Processing time zones from latitude longitude at high scale

Michael Troehler
Teemo Tech Blog
Published in
4 min readNov 30, 2017

--

Written by Michael Troehler & Guillaume Charhon

Teemo is the Drive-to-Store marketing platform that is revolutionizing retail advertising.

We combine a deep understanding of offline consumer behaviour and algorithmic learning to produce measurable, highly accountable in-store visits. Having the correct time zone is critical to correctly measure in-store visits. By entering into new international markets, we needed to match each event with its time zone. Since we couldn’t easily change the anonymous data coming to us, we needed to reprocess all our past events and the current ones in real time.
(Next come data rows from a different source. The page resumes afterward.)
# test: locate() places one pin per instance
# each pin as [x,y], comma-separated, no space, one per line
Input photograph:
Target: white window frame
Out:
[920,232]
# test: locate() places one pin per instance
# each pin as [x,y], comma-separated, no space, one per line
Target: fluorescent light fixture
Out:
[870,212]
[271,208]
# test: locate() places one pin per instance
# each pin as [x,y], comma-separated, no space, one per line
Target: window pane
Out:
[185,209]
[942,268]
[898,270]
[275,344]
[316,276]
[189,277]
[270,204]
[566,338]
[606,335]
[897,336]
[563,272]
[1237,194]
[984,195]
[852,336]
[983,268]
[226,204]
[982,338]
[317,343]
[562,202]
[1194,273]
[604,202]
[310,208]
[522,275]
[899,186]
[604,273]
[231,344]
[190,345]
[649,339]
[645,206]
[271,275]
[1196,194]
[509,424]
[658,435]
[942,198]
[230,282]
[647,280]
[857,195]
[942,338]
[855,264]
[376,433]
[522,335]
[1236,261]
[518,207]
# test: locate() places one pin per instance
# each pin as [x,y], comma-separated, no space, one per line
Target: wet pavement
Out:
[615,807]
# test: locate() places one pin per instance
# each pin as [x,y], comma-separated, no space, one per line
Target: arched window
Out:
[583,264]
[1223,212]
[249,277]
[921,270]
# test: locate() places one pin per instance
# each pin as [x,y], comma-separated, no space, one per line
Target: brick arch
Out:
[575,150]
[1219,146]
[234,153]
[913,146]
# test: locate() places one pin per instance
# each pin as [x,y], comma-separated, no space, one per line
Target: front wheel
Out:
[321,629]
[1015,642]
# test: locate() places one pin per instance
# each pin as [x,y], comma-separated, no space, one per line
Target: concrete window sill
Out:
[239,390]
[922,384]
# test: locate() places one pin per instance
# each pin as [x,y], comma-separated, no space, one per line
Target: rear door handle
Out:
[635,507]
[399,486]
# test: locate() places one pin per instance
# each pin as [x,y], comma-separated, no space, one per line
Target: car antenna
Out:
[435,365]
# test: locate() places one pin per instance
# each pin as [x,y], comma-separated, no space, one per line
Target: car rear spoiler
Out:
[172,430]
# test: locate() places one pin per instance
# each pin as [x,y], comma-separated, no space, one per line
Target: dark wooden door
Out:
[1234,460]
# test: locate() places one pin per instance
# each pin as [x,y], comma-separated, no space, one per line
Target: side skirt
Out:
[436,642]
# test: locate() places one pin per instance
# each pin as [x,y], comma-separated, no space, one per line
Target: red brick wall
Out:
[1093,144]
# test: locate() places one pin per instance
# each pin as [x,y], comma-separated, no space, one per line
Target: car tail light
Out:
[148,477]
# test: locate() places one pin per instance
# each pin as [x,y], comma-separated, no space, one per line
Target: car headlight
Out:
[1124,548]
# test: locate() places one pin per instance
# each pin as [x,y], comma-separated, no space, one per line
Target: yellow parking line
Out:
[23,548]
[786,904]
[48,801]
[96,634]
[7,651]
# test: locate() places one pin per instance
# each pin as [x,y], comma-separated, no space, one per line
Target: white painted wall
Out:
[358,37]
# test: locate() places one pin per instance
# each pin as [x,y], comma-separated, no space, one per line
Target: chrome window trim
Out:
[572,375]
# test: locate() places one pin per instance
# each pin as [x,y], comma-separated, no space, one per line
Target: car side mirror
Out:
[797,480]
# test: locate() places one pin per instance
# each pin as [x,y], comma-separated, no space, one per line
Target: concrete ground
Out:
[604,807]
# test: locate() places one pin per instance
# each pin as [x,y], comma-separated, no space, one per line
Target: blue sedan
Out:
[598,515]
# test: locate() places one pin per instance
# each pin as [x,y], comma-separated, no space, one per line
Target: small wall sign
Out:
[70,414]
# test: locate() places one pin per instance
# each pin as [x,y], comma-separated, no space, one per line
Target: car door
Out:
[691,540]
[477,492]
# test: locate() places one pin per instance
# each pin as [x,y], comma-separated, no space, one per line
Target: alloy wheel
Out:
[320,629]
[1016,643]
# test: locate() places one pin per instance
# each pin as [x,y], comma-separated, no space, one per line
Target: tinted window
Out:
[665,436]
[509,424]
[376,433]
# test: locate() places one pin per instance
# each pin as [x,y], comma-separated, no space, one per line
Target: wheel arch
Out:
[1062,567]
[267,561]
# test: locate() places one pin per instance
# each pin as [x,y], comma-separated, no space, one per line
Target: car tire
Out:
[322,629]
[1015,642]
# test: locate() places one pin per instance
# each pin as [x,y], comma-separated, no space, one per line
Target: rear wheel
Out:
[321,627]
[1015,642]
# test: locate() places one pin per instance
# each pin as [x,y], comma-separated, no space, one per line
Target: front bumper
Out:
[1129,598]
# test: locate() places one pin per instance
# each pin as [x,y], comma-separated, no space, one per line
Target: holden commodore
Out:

Searching for a time zone lookup library

We had to find a fast and accurate library which provided the time zone for a given latitude and longitude.

The fastest library we found was java-tzwhere. This library loads and indexes the tz_world shapefiles in an R-tree structure. This library has two main drawbacks for us:

● It is limited only to time zones on land

● Even if the R-tree structure is balanced and the running time complexity is O (logMn) with M being the max number of entries each page can contain, the average lookup takes around 5 ms. It would have taken around 92 days to process 548,628,401,322 records on a 64 core instance.

Splitting the earth

We needed to find a way to use this library more efficiently. Our idea was to “split the earth” into small squares of a few kilometers each, in order to generate discrete data and to calculate the time zone on these squares.

The grid starts from (0,0) to (180, 360) degree, then you need to choose the granularity between points. We chose 5km, it represents 0.05 degree.

With this configuration we generated a grid with 25,920,000 points. (3,600 latitude and 7,200 longitude)

We built a geo zone generator which is available on our github.

The output file looks like this:

latitude,longitude

51.15,2.2
51.15,2.25
51.15,2.3
51.15,2.35

51.15,2.4
51.15,2.45
51.15,2.5
51.2,2.35
51.2,2.4
51.2,2.45

We scanned all the geo zones generated and assigned to each geo zone a timezone using java-tzwhere.

51.15,2.2,Europe/Paris
51.15,2.25,Europe/Paris

51.15,2.3,Europe/Paris
51.15,2.35,Europe/Paris
51.15,2.4,Europe/Paris
51.15,2.45,Europe/Paris
51.15,2.5,Europe/Paris
51.2,2.35,Europe/Paris
51.2,2.4,Europe/Paris
51.2,2.45,Europe/Paris

We then had a simple grid, with time zones assigned to all land. We still had a problem to solve. How to assign a time zone to islands which java-tzwhere could not find?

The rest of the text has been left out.